Pabon-Rey said that from an early age he got used to seeing neighbors struggling with alcohol and other drugs, hanging out on street corners up and down Kimberly Avenue.
“For the neighborhood overall, this would have made things safer,” Pabon-Rey said, thinking about how a program like LEAD would have impacted his neighborhood if it were around when he was growing up. “There wouldn’t have been as much second guessing as to where you can and can’t go.”
“Obviously, a program like this, where you’re not putting people in jail,” he continued, “you’re giving them resources to better themselves and to better the community at the same time. I think there’s a lot of benefit to that.”

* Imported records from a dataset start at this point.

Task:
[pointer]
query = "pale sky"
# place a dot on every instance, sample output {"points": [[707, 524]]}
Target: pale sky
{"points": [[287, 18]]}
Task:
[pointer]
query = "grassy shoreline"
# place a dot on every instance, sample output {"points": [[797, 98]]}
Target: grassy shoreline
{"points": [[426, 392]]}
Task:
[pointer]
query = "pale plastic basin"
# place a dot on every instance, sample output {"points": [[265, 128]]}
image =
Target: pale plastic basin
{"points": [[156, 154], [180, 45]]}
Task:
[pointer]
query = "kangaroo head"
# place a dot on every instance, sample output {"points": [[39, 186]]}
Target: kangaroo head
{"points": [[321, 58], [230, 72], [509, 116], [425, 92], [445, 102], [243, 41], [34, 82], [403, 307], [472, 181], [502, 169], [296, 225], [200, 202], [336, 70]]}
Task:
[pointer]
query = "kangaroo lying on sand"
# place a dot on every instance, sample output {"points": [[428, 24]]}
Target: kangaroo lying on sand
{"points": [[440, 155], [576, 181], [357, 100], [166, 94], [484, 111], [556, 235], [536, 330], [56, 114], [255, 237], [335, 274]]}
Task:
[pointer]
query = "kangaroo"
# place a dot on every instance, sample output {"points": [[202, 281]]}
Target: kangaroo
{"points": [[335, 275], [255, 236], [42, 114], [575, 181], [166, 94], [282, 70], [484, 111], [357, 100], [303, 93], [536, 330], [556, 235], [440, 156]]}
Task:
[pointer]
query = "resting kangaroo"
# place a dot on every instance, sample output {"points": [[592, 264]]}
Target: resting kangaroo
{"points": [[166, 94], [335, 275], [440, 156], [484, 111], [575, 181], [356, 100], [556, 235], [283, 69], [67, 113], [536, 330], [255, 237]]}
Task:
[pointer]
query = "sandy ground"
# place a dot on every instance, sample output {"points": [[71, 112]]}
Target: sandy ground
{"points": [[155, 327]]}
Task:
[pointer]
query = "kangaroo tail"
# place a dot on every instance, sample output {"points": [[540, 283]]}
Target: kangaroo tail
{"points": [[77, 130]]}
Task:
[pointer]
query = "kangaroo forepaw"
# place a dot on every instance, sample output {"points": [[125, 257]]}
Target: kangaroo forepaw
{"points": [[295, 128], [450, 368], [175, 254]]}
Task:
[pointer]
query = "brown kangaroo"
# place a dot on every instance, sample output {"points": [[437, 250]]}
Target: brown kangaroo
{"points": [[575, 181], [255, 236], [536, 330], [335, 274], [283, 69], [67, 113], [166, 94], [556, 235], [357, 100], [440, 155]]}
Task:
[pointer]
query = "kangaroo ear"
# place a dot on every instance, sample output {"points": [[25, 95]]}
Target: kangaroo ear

Pabon-Rey said that the toughest part of getting people involved with the program thus far has been that many of the potential candidates have been rendered ineligible because of the more serious nature of their criminal records or current activity.
People convicted of felonies or burglaries are not allowed to join LEAD. The program is designed exclusively for non-violent, low-level offenders.
Pabon-Rey said that he and his fellow community liaisons are now trying to bring people into the program through “social contacts.”
One way into the program is through pre-arrest diversion: that is, a police officer apprehends someone for criminal activity, and then offers that person the choice of engaging in the program instead of being arrested.
Pabon-Rey said that that pre-arrest method often finds law enforcement interacting with people who are already ineligible for the program because of their more serious rap sheets.
However, people can also join the program voluntarily through “social contacts,” meaning that they reach out directly to Pabon-Rey or another community liaison and request that they or someone they know try out the program.
“We want to make people more comfortable,” Pabon-Rey said about how best to get people to engage with LEAD via social contacts.
“We just have to pitch it more and more, and be persistent,” he said.
He said that the LEAD team members are currently drafting pamphlets and other handouts about the program, which they will distribute throughout the neighborhoods covered by the pilot.
“I hope to ensure that the needs and wants of the community are being heard and met by members of the LEAD program team,” Pabon-Rey told the Independent via email after Tuesday night’s meeting. “I hope to build a positive relationship between members of the community and the program administration so that the program can thrive in New Haven and ultimately become another success story. Despite the slow start, I believe the program has great potential.”